HK leader says ‘ideologies’ pose security risk

     

Hong Kong leader Carrie Lam said on Tuesday “ideologies” posed risks to national security and urged parents, teachers and religious leaders to observe the behavior of teenagers and report those who break the law to the authorities, Reuters reports:

Since the [National Security] law was introduced, the most prominent government opponents have been jailed or fled abroad. Critics say the legislation has crushed the city’s wide-ranging rights and freedoms, while supporters say it has restored stability.

Government departments “shouldn’t allow illegal ideas to filter through to the public through education, broadcasting, arts and culture, beautifying violence and clouding the conscience of the public,” Lam said.

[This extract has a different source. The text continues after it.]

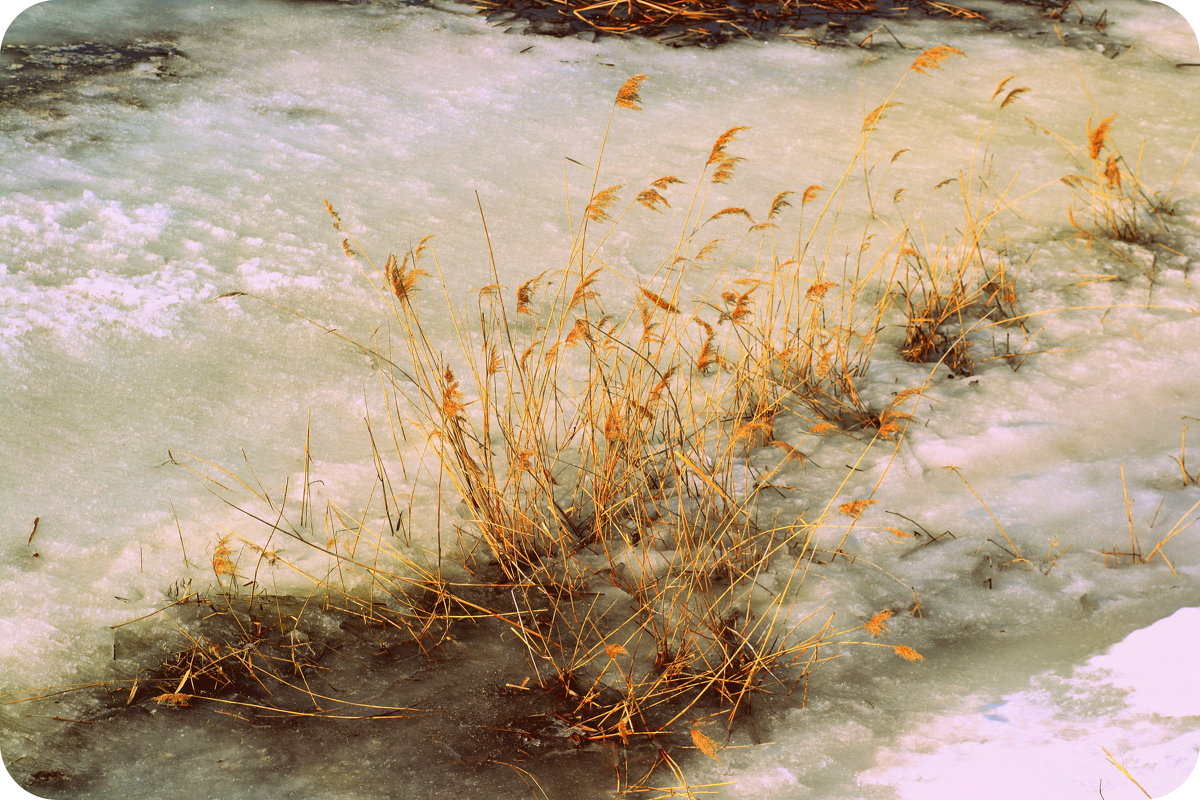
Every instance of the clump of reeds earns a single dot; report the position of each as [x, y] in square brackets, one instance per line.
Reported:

Her statements follow reports that after protesters responded to the National Security Law by occupying major streets for two and a half months, Chinese leaders began to worry that Hong Kong had become an ideological abscess that would need lancing, according to a must-read NYT analysis. 

Chinese leader Xi Jinping at first cultivated a relatively mild image, telling Leung Chun-ying, then Hong Kong’s top official, that China’s approach to the territory “will not change,” the NYT’s Chris BuckleyVivian Wang and recall. But as he settled into power, Mr. Xi revealed an iron-fisted ideological agenda. In mainland China, he stifled dissent and denounced ideas like judicial independence and civil society — values that to many defined Hong Kong. RTWT

Xi has since launched an ideological offensive against supposedly alien Western values of liberalism and democracy.

The governing dogma of Xi’s China, enshrined in “Xi Jinping Thought,” calls for faith, devotion, and sacrifice to the lofty ideals of communism that “reach higher than the heavens,” notes the Atlantic Council’s Kaush Arha. It holds that the “trends of the times” inevitably will result in “socialism with Chinese characteristics” to prevail over the liberal capitalist Free World. It states openly that an international order underpinned by liberal ideals is unsuitable to accommodate a Marxist-Leninist China—and therefore should be transformed.

Hungary recently blocked the EU from delivering a statement condemning the Chinese government for cracking down on democracy in Hong Kong — a statement every other EU government was prepared to sign on to, notes rights activist Nathan Law, (below), an associate of the National Endowment for Democracy (NED).

But if Hungary’s illiberal leader Viktor Orbán is, as he claims, “truly worried about the return of global division, the best way to prevent such a thing would be to work as part of a democratic alliance to implement checks and balances on China’s grip on the world,” he writes for Politico.